Personal information
- Full name: Reynaldo Felipe Pineda García
- Date of birth: 6 August 1978 (age 46)
- Place of birth: San Pedro Sula, Honduras
- Position(s): Midfielder

Senior career*
- Years: Team / Apps / (Gls)
- 1996–1998: Independiente Villela
- 2000–2001: Deportes Savio /  / (11)
- 2001–2002: Victoria
- 2002–2004: Real España
- 2004–2005: Victoria
- 2007–2008: Villanueva
- 2008–2009: Atletico Gualala

International career
- 2000–2001: Honduras / 4 / (0)

= Reynaldo Pineda =

Honduran footballer (born 1978)

Reynaldo Felipe Pineda García (born 6 August 1978) is a Honduran footballer.

He was a member of the Honduran squad that competed at the 2001 Copa America and the 1999 Panamerican Games in Winnipeg.

==Club career==
Nicknamed el Chino, Pineda played at Independiente Villela where Chelato Uclés made him debut at his 15 years against Olimpia. He also played for Deportes Savio for whom he still was their third-placed goalscorer by 2009.

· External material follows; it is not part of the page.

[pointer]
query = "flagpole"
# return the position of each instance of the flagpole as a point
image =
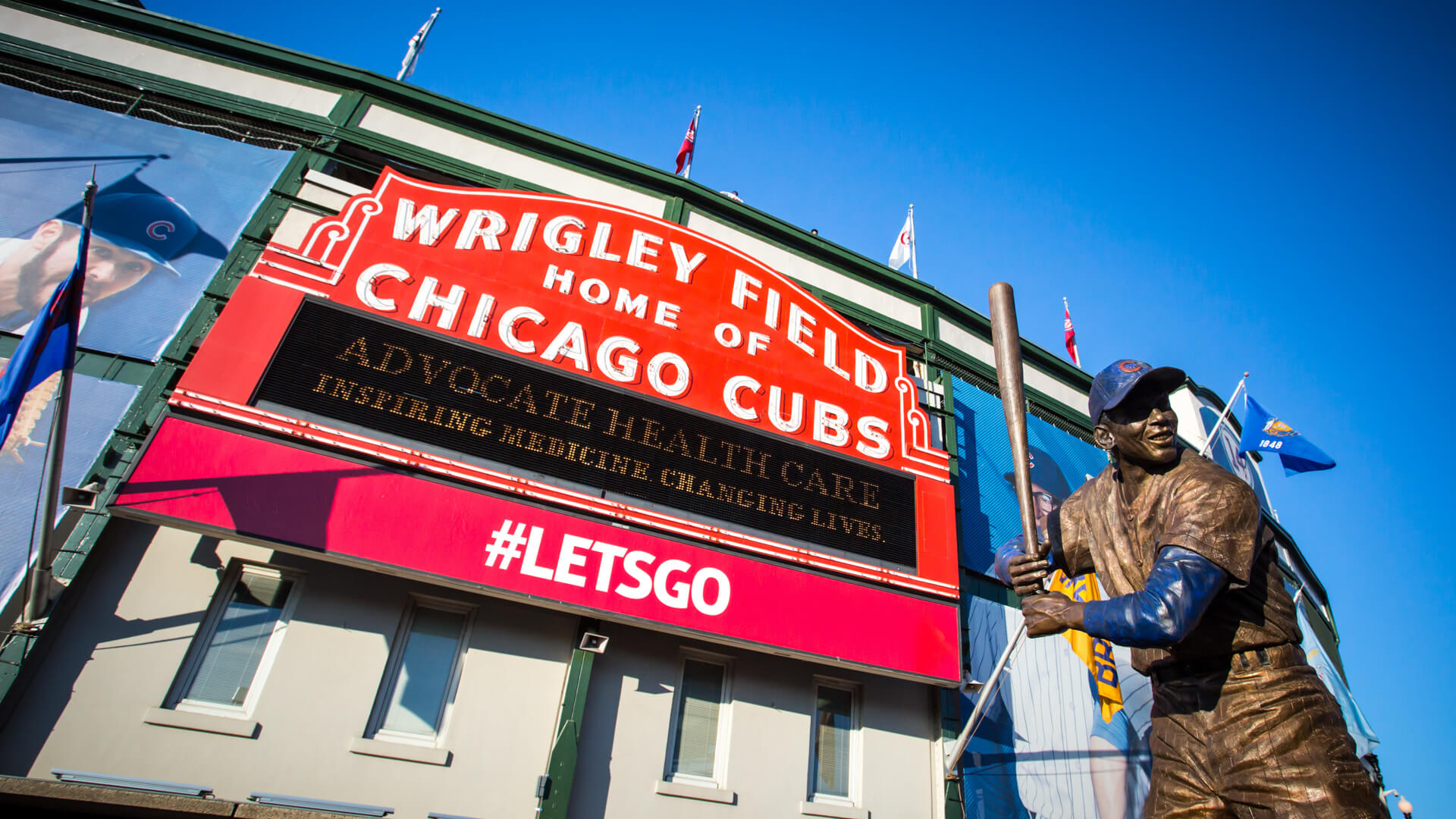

He later moved on to Real España where he was going to sign for 5 years more but Club Deportivo Victoria made him a good offer. He passed to Victoria but he had bad relations with the chairman and later left football. He returned and started playing in Liga de Ascenso de Honduras.

In 2009, he won the second division league title with Atletico Gualala.

==International career==
Pineda made his debut for Honduras in a November 2000 FIFA World Cup qualification match against St Vincent & the Grenadines and has earned a total of 4 caps, scoring no goals. He has represented his country in 1 FIFA World Cup qualification match and played at the 2001 Copa América.

His final international was a July 2001 Copa América match against Uruguay.